NA, NAH. My brother is stronger than your brother. Variations on the time-honored taunts of kids on the street have become accepted themes in advertising for several years: Anacin versus Bufferin come immediately to mind.
Now the "my dog is smarter than your dog" syndrome has hit the foodprocessor scene, pitting brother against brother. Or at least former employer against former employe. Allan Finesman, once director of marketing for Cuisinart, the first food processor sold in this country, has severed his relations with the company and its president, Carl Sontheimer, and has begun distribution of the Robot-Coupe processor.
It's hardly the first time something like that has happened, but the story is a little more complicated than it appears on the surface. Sontheimer saw a Robot-Coupe in France in 1971. He made arrangements with the manufacturer to introduce a modified, home version to the American market under the name of Cuisinart in 1973. But 1979 he was selling 2.6 million of them a year.
But quality started to slip in 1978, according to Sontheimer. As a result, Sontheimer wanted his exclusive arrangement with Robot-Coupe modified so he could have some of the machines made elsewhere, elsewhere being Japan. Eventually only 20 percent of the Cuisinart machines were manufactured by Robot-Coupe.
The French manufacturer, unhappy with this new arrangement, did not renew its contract with Sontheimer at the end of 1980. Sonthiemer then made arrangements to produce all his Cuisinarts in Japan.

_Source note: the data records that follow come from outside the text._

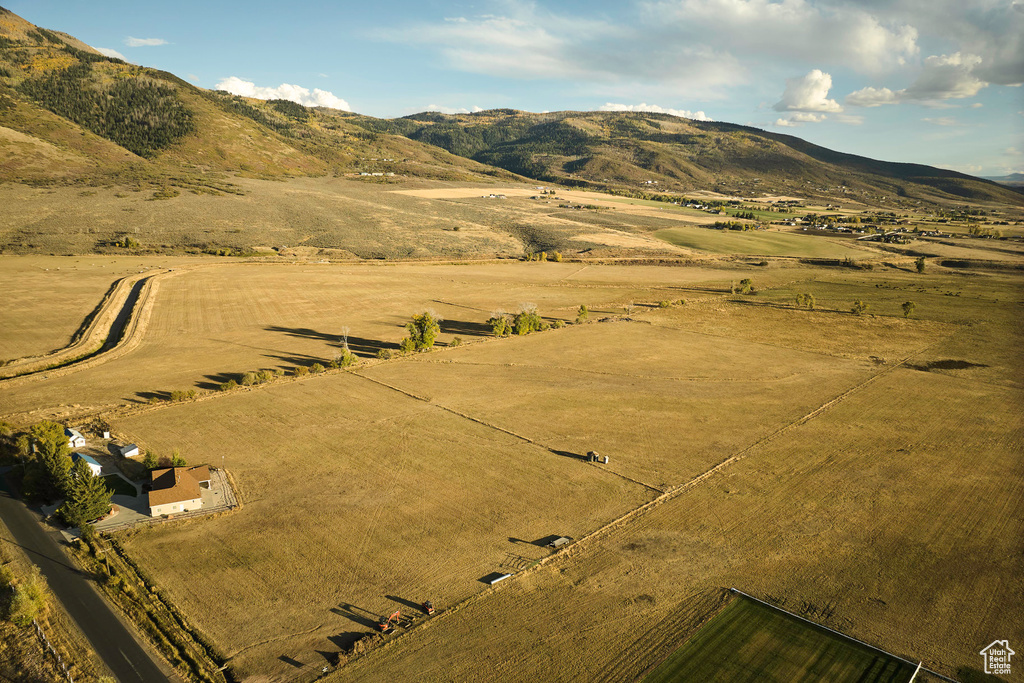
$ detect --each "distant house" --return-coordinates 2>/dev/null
[65,427,85,449]
[71,453,103,476]
[150,465,210,517]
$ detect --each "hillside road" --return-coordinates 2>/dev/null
[0,476,176,683]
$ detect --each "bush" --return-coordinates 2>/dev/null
[402,310,441,351]
[5,566,46,627]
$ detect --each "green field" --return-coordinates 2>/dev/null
[644,596,913,683]
[654,225,872,258]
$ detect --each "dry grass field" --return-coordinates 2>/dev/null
[0,214,1024,683]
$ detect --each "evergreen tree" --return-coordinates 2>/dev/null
[29,421,71,498]
[57,459,112,526]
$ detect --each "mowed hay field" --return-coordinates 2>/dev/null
[0,257,757,416]
[654,227,878,259]
[0,249,1024,683]
[332,311,1024,681]
[643,597,914,683]
[116,374,653,677]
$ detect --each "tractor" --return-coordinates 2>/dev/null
[377,609,401,633]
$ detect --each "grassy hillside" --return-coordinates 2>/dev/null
[0,8,511,193]
[348,110,1024,205]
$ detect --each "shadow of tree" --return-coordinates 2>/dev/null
[440,321,493,337]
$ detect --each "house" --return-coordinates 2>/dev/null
[71,453,103,477]
[150,465,210,517]
[65,427,85,449]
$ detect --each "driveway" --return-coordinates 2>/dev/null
[0,476,171,683]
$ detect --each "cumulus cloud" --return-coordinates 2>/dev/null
[92,47,128,61]
[216,76,351,112]
[772,69,843,112]
[597,102,712,121]
[846,52,987,106]
[922,116,961,126]
[642,0,919,73]
[846,86,899,106]
[125,36,167,47]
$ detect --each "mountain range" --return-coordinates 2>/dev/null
[0,8,1024,206]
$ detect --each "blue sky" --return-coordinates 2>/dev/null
[8,0,1024,175]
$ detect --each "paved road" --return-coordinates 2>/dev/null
[0,475,170,683]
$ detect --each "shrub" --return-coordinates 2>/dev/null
[487,310,512,337]
[402,310,441,351]
[512,303,544,335]
[7,566,46,627]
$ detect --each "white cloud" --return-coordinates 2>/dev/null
[642,0,919,73]
[846,52,987,108]
[216,76,351,112]
[772,69,843,112]
[125,36,167,47]
[597,102,712,121]
[922,116,961,126]
[902,52,985,100]
[92,47,128,61]
[836,114,864,126]
[846,87,899,106]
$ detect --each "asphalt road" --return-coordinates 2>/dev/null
[0,476,170,683]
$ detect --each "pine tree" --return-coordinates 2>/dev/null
[29,421,71,498]
[57,459,112,526]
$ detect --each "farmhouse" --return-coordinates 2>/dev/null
[71,453,103,476]
[150,465,210,517]
[65,427,85,449]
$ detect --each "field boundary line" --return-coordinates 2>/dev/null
[0,269,163,380]
[729,588,959,683]
[349,371,665,493]
[0,270,185,387]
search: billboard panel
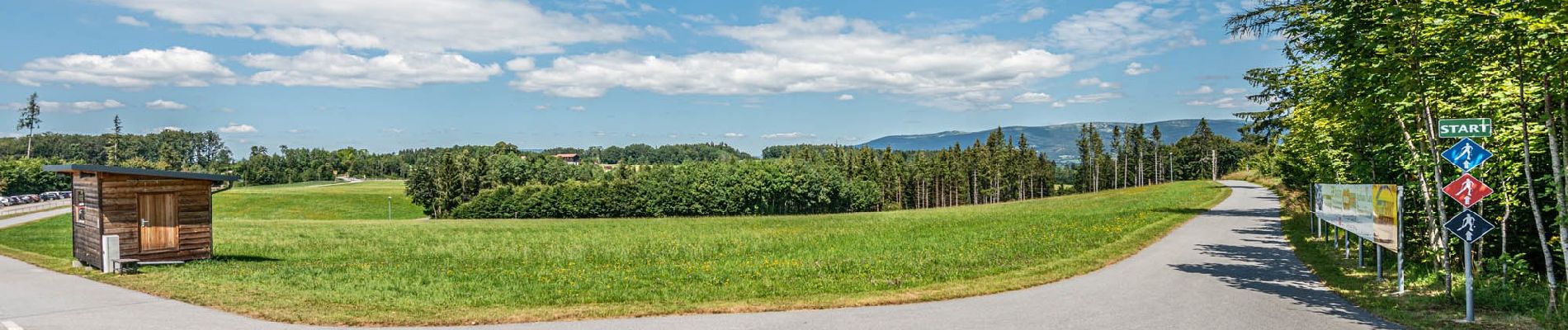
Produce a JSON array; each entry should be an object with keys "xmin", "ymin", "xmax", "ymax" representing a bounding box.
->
[{"xmin": 1314, "ymin": 183, "xmax": 1400, "ymax": 250}]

Enter Finesman or, more correctly, exit Finesman. He signed an agreement to sell Robot-Coupe processors under their own name in this country. Again, not so unusual. But soon the personal animosities between Finesman and Sontheimer were being played out in the advertising campaign Robot-Coupe launched in this country. Magazine ads read: "Robot-Coupe. It's pronounced Robo-Coop. (It used to be pronounced Cuisinart.)"
The implication of the ad, according to Cuisinart, was that Cuisinart was out of business. And, indeed, newspaper stories were written that seemed to confirm the demose of that food processor.

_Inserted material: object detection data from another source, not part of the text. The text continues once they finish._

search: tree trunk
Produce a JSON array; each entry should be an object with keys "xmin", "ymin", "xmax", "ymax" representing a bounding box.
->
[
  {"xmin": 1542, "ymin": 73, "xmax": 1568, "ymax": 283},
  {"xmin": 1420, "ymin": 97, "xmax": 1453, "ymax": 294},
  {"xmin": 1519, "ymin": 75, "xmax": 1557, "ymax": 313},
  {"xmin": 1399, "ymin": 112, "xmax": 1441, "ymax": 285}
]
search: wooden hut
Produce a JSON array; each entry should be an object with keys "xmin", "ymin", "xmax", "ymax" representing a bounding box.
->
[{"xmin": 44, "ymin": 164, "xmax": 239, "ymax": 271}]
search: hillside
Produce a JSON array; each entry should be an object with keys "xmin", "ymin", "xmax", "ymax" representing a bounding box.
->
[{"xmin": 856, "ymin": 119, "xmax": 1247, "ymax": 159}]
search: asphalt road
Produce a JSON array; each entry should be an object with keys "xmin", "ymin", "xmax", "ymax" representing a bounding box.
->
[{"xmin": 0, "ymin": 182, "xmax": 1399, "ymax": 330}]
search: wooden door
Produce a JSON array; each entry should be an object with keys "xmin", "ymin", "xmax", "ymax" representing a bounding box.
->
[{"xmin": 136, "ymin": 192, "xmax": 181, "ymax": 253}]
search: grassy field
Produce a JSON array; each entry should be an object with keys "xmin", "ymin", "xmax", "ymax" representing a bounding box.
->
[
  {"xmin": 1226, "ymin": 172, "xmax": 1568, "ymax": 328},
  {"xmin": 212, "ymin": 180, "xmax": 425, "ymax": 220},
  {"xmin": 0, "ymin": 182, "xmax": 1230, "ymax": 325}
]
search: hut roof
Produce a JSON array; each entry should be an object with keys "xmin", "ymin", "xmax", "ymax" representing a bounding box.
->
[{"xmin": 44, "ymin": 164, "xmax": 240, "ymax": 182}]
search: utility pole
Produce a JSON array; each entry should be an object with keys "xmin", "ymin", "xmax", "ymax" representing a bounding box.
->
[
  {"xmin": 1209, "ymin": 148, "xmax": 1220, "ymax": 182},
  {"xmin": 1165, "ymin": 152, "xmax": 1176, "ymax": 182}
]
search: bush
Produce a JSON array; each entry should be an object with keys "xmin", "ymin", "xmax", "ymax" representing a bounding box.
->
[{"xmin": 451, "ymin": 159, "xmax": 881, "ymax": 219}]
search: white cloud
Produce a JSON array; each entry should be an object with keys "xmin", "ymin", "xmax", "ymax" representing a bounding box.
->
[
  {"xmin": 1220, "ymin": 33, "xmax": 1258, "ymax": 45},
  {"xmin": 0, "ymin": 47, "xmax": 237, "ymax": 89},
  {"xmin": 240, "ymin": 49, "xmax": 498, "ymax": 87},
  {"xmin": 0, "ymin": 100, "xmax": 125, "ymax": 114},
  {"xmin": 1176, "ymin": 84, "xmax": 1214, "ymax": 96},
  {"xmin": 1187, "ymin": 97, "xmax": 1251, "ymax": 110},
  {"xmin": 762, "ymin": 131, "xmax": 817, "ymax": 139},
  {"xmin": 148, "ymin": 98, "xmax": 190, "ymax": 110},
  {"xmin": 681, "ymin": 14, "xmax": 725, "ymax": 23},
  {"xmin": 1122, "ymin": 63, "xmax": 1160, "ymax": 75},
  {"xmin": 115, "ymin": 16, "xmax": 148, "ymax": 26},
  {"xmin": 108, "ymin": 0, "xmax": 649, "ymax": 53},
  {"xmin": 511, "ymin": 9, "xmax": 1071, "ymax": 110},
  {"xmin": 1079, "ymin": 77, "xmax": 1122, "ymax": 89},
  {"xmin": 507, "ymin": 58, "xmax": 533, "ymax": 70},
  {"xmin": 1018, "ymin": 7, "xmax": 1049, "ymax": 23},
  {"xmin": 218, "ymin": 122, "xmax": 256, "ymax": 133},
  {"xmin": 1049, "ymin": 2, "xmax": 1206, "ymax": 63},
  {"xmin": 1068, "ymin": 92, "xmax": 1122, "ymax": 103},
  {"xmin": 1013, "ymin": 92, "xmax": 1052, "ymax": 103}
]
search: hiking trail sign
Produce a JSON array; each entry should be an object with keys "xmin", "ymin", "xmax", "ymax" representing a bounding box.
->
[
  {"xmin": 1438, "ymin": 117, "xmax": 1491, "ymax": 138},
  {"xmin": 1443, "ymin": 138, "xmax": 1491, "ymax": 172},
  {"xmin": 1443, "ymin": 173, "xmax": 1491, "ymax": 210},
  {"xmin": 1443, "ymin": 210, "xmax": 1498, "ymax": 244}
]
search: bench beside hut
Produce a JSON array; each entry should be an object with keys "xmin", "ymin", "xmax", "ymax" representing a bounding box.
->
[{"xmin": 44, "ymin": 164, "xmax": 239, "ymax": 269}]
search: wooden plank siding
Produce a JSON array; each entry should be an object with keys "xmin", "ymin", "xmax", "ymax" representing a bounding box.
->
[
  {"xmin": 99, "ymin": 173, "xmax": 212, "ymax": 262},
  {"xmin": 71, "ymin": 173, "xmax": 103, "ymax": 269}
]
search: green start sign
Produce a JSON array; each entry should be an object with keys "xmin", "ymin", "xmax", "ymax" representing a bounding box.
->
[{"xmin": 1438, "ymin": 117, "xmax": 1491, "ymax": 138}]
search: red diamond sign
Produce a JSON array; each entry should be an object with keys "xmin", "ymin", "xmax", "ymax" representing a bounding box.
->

Sontheimer took Robot-Coupe to court and was awarded an injunction, prohibiting the company from using that language or any other that implies Cuisinart is out of business.
While most court orders are pretty dry reading, this one, issued by U.S. District Court Judge Charles Haight, offers glimpses of the behind-the-scenes story.
"The issues," wrote Judge Haight, "are hotly contested. The verbal exchanges between the parties in their affidavits, and counsels in their briefs, are as cutting in their own fashion as the whirling blades of a food processor, slicing and chopping, or reducing fruits and vegetables to a puree.
"Messrs. Sontheimer and Finesman do not like each other," the judge went on.Finesman was interviewed by a trade publication in January 1981. According to the article: "Al Finesman doesn't like Carl Sontheimer . . . aSomebody's got to stop him . . . He's taken Sontheimer's product, he's taken his warehouse manager, he's even taken his old secretary. Now he's out to take his business." The judge added, "Sontheimer's affidavit evidences a comparable personal regard for Finesman."
The ad in question is only one of several in this battle of the food processors. The battle has reached the retail level. Kitchen Bazaar, which sells both Cuisinart and Robot-Coupe, has issued a memorandum to its employes telling them exactly what they can and cannot say about each brand. "Because the court may impose substantial penalties for violation of the order, it is very important to know the above rules and exercise caution when comparing the Robot-Coupe and Cuisinart machines," the memorandum says.
The spring catalogue for Williams-Sonoma kitchen equipment stores is not quite so cautious. The chain is selling Robot-Coupe along with Cuisinart, but says in tis catalogue: "Robot-Coupe is the original food processor invented, perfected and still made in France. (It used to be called Cuisinart in this country, but it isn't any more -- see Chuck Williams' letter for more details.)"
Chuck Williams is the owner of Williams-Sonoma, and in the front of the catalogue he has written that his company "must now divide our loyalty and include Robot-Coupe."
To say the elast, customers are confused. While I was watching a test of Robot-Coupe versus Cuisinart machines in Kitchen Bazaar recently, several customers came up and asked the demonstrator which machine to buy. They look very much alike. The demonstrator, Barbara Jeffress, director of the store's cooking school, told them to watch and judge for themselves. That is what I was doing.
While the respective companies battle with words for a larger share of the market, the proof is in the equipment itself. From the limited testing we conducted (see box), unless you use the machine to knead dough, there does not seem to be a significant difference between the Robot-Coupe and the Cuisinart.